Aubéline posa son menton sur ses bras, étendus sur le rebord de la fenêtre. Les trois jeunes garçons discutaient, le bout de leurs bottes touchant presque le bord de l'eau. Le plus grand et le plus costaud d'entre eux avait des cheveux bruns clairs et faisait de grands mouvements avec ses bras en parlant. Un autre, aux cheveux ondulés blond-vénitien, se tenait raide comme un piquet en l'écoutant parler. Enfin, entre les deux autres garçons, le dernier d'entre eux croisait les bras d'un air pensif, ses épais cheveux noirs tombant sur son front. Aubéline ouvrit la fenêtre et se pencha en avant: elle voulait mieux entendre les bribes de conversation qui lui parvenaient:

"...Mais la glace a fondu. On ne va pas pouvoir l'attirer dessus, disait le grand blond.

- Elle a dû se réfugier au fond des bois, disait l'autre garçon aux cheveux clairs.
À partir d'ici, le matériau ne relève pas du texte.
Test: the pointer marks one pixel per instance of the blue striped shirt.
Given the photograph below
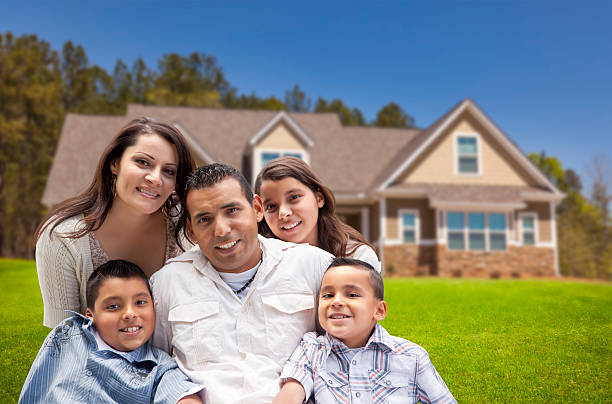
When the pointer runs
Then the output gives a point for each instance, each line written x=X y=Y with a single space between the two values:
x=387 y=370
x=70 y=368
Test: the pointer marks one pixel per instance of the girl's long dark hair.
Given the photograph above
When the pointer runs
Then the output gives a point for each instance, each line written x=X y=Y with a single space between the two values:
x=332 y=234
x=96 y=201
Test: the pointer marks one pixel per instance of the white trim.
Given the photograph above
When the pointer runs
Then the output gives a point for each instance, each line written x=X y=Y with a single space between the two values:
x=553 y=230
x=536 y=237
x=365 y=222
x=492 y=129
x=477 y=206
x=400 y=224
x=282 y=115
x=193 y=145
x=478 y=138
x=422 y=242
x=257 y=154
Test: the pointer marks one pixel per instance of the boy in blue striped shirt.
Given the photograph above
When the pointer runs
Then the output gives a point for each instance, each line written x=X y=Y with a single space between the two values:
x=357 y=361
x=106 y=356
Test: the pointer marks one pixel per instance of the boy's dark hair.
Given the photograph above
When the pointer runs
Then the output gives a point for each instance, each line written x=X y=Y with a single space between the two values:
x=375 y=277
x=112 y=269
x=205 y=177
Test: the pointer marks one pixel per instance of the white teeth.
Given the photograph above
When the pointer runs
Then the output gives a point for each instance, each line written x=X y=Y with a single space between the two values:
x=148 y=193
x=228 y=245
x=291 y=226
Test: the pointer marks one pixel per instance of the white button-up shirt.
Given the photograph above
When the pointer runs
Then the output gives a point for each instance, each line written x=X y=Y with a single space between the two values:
x=236 y=348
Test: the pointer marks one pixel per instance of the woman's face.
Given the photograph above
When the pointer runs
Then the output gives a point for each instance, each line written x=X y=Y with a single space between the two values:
x=291 y=210
x=146 y=174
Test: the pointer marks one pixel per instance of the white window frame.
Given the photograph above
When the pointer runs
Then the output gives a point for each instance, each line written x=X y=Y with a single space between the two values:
x=488 y=230
x=417 y=225
x=466 y=230
x=258 y=153
x=456 y=154
x=536 y=237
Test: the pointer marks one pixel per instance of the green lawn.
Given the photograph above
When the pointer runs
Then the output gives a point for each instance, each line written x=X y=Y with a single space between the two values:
x=491 y=340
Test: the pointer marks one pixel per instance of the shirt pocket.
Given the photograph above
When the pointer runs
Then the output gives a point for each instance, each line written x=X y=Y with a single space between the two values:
x=196 y=332
x=330 y=387
x=288 y=316
x=393 y=387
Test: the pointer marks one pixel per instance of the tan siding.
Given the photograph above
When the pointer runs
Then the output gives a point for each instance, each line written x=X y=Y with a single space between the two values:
x=280 y=137
x=543 y=211
x=438 y=164
x=426 y=217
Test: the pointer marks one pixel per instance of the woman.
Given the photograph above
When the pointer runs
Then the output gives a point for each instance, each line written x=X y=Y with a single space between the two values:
x=126 y=213
x=300 y=209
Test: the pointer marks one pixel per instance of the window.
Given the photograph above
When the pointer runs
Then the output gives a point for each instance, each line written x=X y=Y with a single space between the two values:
x=267 y=156
x=409 y=226
x=497 y=231
x=454 y=221
x=528 y=228
x=476 y=231
x=467 y=154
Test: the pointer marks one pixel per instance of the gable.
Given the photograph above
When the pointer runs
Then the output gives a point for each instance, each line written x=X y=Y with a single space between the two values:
x=281 y=137
x=438 y=164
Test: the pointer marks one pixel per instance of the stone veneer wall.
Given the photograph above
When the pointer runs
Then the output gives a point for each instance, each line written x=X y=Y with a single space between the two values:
x=412 y=260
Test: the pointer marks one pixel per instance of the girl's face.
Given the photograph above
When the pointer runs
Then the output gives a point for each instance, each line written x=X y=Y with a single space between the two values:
x=146 y=174
x=291 y=210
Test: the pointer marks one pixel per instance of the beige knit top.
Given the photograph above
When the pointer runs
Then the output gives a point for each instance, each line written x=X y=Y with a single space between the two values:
x=64 y=265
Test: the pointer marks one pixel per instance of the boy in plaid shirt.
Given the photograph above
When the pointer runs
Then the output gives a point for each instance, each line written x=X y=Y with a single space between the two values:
x=357 y=360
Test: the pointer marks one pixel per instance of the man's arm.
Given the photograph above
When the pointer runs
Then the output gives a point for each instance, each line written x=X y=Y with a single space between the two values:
x=292 y=392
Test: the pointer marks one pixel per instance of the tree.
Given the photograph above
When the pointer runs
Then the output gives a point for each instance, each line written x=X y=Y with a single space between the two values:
x=31 y=115
x=347 y=117
x=393 y=116
x=296 y=100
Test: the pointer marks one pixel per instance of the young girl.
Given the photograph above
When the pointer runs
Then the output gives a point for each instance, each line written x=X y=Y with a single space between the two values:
x=300 y=209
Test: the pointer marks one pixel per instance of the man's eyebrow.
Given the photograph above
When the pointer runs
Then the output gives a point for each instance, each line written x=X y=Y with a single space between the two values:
x=232 y=204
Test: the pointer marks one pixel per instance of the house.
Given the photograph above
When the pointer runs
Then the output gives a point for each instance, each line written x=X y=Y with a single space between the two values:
x=455 y=199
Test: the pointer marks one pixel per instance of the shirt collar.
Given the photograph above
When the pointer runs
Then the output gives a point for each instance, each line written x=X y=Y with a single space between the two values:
x=380 y=337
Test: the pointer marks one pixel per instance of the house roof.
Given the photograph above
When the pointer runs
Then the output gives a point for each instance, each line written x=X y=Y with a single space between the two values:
x=356 y=162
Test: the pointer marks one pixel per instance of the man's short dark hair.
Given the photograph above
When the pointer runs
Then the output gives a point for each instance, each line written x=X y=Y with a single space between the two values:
x=206 y=177
x=112 y=269
x=375 y=278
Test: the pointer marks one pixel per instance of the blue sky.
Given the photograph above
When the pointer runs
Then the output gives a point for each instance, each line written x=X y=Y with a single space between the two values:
x=540 y=69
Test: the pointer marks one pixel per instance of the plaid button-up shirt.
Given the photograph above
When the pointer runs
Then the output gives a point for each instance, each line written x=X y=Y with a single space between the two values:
x=387 y=370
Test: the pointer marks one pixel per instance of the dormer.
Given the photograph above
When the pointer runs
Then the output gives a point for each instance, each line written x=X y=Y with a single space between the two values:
x=282 y=136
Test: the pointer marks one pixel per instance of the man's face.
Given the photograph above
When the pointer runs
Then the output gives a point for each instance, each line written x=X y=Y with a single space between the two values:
x=348 y=307
x=123 y=313
x=224 y=224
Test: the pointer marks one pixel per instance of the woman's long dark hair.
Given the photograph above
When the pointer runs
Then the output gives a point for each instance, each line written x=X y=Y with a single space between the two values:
x=332 y=234
x=96 y=201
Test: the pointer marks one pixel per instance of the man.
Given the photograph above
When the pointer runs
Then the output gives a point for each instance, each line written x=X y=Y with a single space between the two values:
x=232 y=309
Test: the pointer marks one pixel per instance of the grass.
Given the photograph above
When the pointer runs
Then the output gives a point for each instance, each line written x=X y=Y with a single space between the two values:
x=490 y=340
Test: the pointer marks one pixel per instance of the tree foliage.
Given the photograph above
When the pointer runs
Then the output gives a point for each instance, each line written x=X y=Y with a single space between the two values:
x=39 y=85
x=347 y=116
x=393 y=116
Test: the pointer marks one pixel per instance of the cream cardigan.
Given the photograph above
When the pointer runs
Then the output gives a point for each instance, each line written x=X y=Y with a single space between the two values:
x=63 y=265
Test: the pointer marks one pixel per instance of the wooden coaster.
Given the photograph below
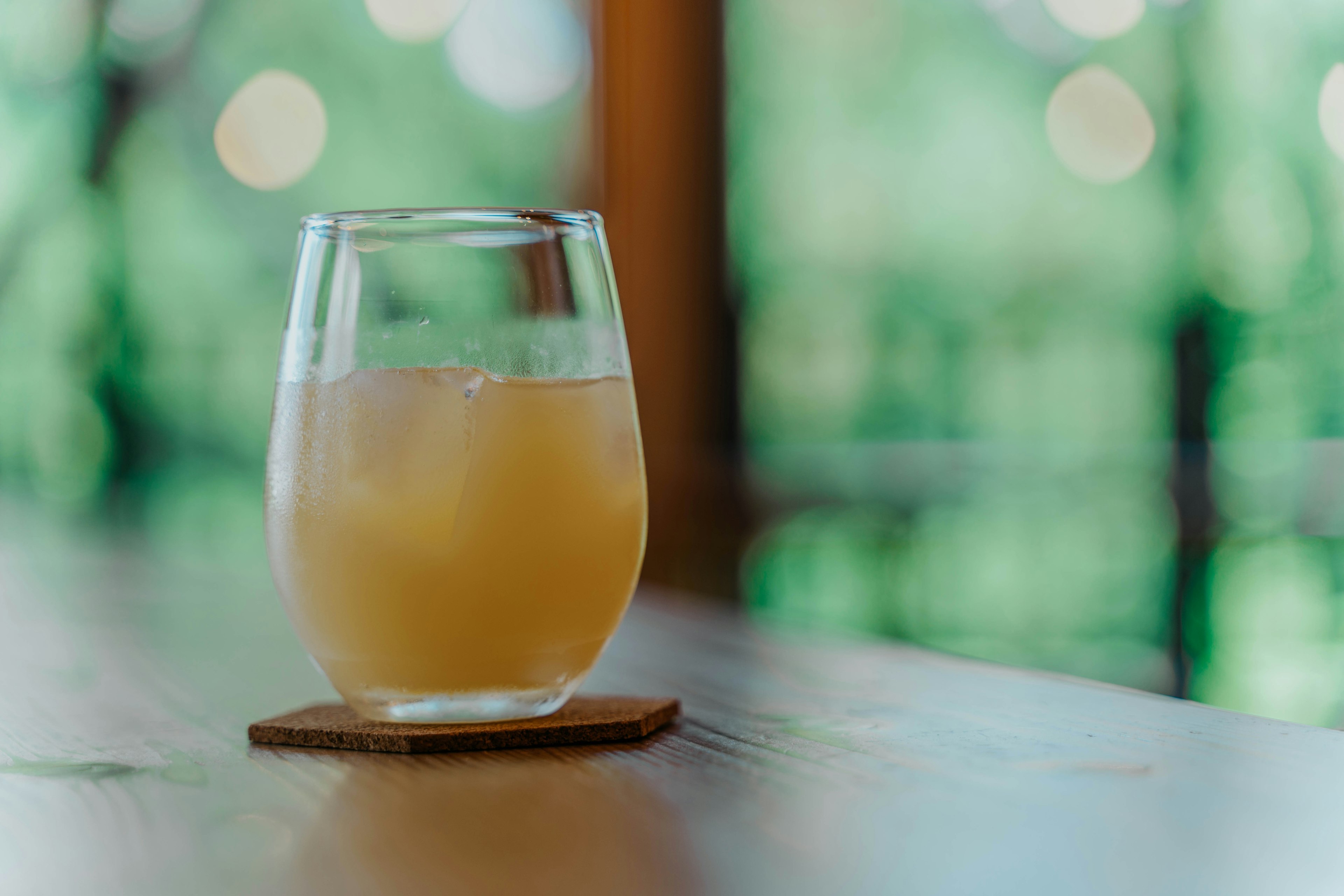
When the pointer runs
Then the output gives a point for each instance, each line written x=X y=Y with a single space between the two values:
x=584 y=721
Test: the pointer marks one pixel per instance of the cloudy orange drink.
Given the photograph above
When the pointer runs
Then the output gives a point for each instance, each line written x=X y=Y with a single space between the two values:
x=444 y=531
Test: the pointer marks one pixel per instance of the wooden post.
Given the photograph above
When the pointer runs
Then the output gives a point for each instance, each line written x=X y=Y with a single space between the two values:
x=659 y=179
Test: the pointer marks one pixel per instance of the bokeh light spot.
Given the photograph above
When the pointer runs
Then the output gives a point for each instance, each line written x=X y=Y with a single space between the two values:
x=519 y=54
x=414 y=21
x=150 y=19
x=272 y=131
x=43 y=41
x=1099 y=127
x=1097 y=19
x=1330 y=109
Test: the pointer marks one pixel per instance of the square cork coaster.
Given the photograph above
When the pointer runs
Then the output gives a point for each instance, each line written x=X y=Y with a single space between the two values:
x=587 y=719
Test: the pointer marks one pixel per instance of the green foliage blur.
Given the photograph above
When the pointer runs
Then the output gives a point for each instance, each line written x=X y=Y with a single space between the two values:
x=966 y=367
x=143 y=289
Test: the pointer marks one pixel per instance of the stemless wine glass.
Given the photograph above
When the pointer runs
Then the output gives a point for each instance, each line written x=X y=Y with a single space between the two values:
x=456 y=506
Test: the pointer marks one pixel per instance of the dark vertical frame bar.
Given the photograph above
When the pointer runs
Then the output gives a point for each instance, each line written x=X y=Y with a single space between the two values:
x=659 y=115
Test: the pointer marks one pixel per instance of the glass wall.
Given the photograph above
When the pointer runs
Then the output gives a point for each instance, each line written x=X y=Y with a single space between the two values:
x=156 y=159
x=1041 y=324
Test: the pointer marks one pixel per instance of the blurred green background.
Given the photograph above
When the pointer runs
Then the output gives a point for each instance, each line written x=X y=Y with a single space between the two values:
x=1022 y=387
x=1040 y=300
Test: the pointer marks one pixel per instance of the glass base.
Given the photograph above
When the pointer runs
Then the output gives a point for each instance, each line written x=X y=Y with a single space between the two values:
x=479 y=706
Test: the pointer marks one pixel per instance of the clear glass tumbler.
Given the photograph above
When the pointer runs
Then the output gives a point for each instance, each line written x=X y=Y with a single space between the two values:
x=456 y=507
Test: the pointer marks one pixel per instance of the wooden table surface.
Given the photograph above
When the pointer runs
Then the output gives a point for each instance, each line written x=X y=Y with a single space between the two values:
x=804 y=765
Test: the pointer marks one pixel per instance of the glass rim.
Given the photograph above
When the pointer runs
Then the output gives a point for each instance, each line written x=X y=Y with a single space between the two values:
x=464 y=214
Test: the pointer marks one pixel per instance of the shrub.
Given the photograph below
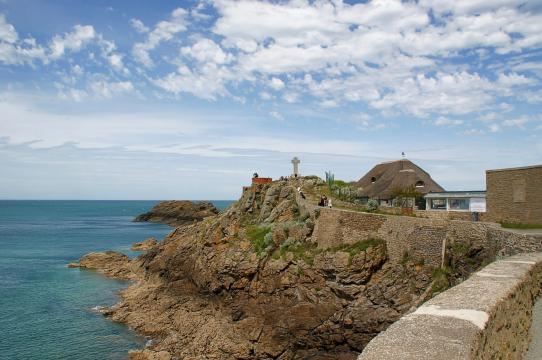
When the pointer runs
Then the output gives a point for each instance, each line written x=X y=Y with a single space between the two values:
x=260 y=237
x=372 y=205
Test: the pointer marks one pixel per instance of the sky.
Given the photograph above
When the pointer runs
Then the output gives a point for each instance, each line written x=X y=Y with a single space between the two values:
x=186 y=99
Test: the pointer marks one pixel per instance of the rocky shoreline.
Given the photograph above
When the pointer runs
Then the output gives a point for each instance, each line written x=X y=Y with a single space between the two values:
x=249 y=283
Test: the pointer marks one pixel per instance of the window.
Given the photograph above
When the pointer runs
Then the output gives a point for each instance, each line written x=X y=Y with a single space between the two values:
x=518 y=190
x=459 y=204
x=438 y=204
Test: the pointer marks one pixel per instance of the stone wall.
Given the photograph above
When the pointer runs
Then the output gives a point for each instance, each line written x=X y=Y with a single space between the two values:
x=487 y=316
x=419 y=238
x=515 y=195
x=449 y=215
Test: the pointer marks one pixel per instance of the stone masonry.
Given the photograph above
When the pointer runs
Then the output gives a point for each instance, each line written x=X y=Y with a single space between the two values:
x=487 y=316
x=515 y=195
x=420 y=238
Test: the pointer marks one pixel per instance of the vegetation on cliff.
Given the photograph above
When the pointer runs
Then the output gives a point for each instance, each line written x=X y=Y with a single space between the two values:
x=250 y=283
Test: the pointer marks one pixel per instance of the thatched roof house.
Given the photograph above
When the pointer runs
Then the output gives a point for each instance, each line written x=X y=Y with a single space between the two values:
x=384 y=178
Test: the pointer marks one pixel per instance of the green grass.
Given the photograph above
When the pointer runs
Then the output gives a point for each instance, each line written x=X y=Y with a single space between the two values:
x=256 y=235
x=460 y=248
x=300 y=251
x=307 y=251
x=508 y=225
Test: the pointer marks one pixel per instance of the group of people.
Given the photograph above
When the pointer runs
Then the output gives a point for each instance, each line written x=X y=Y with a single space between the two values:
x=324 y=201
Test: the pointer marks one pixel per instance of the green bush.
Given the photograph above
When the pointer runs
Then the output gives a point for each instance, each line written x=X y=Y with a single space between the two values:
x=372 y=205
x=260 y=238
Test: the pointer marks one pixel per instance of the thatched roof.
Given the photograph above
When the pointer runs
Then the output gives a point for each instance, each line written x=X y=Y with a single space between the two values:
x=380 y=182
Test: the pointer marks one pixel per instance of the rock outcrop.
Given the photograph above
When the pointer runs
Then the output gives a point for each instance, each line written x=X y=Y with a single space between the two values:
x=145 y=245
x=249 y=283
x=177 y=212
x=110 y=263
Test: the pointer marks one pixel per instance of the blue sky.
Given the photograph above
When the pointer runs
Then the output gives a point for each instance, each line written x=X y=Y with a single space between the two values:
x=186 y=99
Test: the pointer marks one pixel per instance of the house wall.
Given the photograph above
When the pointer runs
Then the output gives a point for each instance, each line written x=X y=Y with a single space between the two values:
x=515 y=195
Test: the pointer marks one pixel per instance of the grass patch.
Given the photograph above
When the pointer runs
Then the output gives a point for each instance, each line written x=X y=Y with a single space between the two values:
x=508 y=225
x=257 y=237
x=460 y=248
x=301 y=251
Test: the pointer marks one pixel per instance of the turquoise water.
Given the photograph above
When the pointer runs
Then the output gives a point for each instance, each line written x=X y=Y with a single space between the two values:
x=46 y=308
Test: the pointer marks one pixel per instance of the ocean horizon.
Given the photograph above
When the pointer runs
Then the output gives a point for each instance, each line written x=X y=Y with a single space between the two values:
x=46 y=309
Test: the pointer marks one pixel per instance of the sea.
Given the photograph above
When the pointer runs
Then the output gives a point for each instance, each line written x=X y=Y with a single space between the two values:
x=48 y=311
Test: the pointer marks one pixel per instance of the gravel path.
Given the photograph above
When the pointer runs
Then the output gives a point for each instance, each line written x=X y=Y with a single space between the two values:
x=535 y=348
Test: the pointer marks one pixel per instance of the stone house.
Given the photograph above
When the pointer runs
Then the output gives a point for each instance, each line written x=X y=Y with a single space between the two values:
x=384 y=179
x=515 y=195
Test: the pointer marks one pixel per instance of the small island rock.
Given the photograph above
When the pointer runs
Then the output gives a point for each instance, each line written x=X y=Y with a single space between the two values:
x=145 y=245
x=110 y=263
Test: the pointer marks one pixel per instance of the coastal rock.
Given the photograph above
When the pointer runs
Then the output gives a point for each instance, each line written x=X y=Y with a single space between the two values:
x=178 y=213
x=250 y=284
x=145 y=245
x=110 y=263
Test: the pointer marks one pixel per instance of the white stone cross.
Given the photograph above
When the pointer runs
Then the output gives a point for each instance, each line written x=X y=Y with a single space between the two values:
x=295 y=162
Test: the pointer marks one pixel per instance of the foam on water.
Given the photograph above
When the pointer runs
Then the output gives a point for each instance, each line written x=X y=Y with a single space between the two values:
x=46 y=309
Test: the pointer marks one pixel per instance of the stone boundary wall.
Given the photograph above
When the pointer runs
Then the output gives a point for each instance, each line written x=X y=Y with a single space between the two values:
x=449 y=215
x=420 y=238
x=488 y=316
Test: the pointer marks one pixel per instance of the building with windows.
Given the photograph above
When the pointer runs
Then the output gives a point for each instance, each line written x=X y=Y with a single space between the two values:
x=385 y=179
x=467 y=201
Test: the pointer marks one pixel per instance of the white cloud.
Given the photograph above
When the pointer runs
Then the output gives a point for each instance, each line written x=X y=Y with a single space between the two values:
x=21 y=122
x=139 y=26
x=494 y=128
x=105 y=89
x=72 y=41
x=163 y=31
x=7 y=31
x=205 y=50
x=443 y=121
x=207 y=83
x=276 y=83
x=277 y=115
x=455 y=94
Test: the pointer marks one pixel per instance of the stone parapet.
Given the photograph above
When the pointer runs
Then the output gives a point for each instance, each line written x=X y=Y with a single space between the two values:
x=419 y=238
x=488 y=316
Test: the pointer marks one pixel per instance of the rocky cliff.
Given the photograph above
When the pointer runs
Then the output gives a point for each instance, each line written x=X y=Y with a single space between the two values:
x=250 y=284
x=178 y=212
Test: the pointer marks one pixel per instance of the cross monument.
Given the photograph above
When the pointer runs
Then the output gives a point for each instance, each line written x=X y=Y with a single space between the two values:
x=295 y=162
On doit trouver où est-ce qu'elle habite, si seulement elle existe vraiment...

- Si on nous a confié cette mission, c'est qu'elle existe dit enfin le garçon du milieu en relevant la tête et Aubéline voyait ses yeux sombres scruter intensément la forêt. Nous devons simplement trouver un bon appât..."

Aubéline tendait les oreilles, curieuse du sujet de leur discussion. Soudain, le garçon aux cheveux sombres leva les yeux et les planta directement dans ceux de la petite fille. Aubéline plongea derrière le mur, le cœur battant. Elle l'entendit faiblement parler à ses camarades:

"Vous croyez qu'elle nous a entendu ?

- Ce n'est pas possible à cette distance! Elle est en haut d'une tour !

- C'était une fille ? Comment est-ce possible ?

- Tu n'as pas entendu ? C'est la fille de Marc Bois-de-Rose, l'Elitien qui est mort...

- C'était pour ça que le fil d'or a été déployé la dernière fois ?

- Les frères Estaffes ont attaqué, ça a fait peur au capitaine...

- On aurait dit qu'elle nous écoutait..."

Les voix s'éloignèrent et Aubéline passa sa tête dans l'ouverture de la fenêtre. Ils étaient partis. Aubéline aurait bien voulu sortir près du lac, mais la Nymphette Lara n'était pas là et John n'aimait pas quand elle sortait sans la petite fée. Elle soupira: la journée allait être longue.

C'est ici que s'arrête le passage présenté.